L’ambassade de Côte d’Ivoire en France s’insurge contre des propos jugés offensants

Paris est le théâtre d’une vive réaction diplomatique. L’Ambassade de Côte d’Ivoire auprès de la République française et de la Principauté de Monaco a formellement exprimé sa « vive protestation » à la suite de déclarations faites par Jean-Luc Mélenchon, figure emblématique du parti La France insoumise. Ces propos, tenus lors d’un rassemblement en France, sont jugés par la représentation ivoirienne comme une atteinte directe aux institutions du pays, à son peuple et à la personne du président de la République, Alassane Ouattara.

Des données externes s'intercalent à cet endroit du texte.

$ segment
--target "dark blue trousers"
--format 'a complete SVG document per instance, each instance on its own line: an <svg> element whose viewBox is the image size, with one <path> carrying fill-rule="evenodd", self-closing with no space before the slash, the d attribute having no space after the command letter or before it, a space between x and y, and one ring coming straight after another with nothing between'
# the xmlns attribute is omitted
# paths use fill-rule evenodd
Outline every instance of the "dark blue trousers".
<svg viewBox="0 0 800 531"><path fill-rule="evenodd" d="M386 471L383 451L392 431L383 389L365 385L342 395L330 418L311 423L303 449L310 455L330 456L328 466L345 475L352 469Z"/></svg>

Selon la déclaration officielle, signée par l’ambassadeur Maurice Kouakou Bandaman, M. Mélenchon aurait ouvertement critiqué la scène politique ivoirienne. Il est notamment reproché au leader français d’avoir accusé le chef de l’État ivoirien d’avoir écarté ses opposants lors du scrutin présidentiel le plus récent, et d’avoir ainsi obtenu un quatrième mandat qu’il aurait qualifié d’« anticonstitutionnel ».

L’ambassade qualifie ces assertions d’« irresponsables, irrévérencieuses, insultantes et dégradantes ». Elle insiste sur le fait que l’homme politique français « n’a aucune légitimité, qualité ni compétence » pour émettre un jugement sur les organes institutionnels ivoiriens, qui ont pourtant organisé et validé l’ensemble des consultations électorales.

La mission diplomatique tient à rappeler la souveraineté de la Côte d’Ivoire, acquise depuis son indépendance le 7 août 1960. Elle souligne avec force qu’aucun responsable politique étranger ne saurait s’arroger le droit de prononcer des mots jugés injurieux à l’encontre de la nation ivoirienne.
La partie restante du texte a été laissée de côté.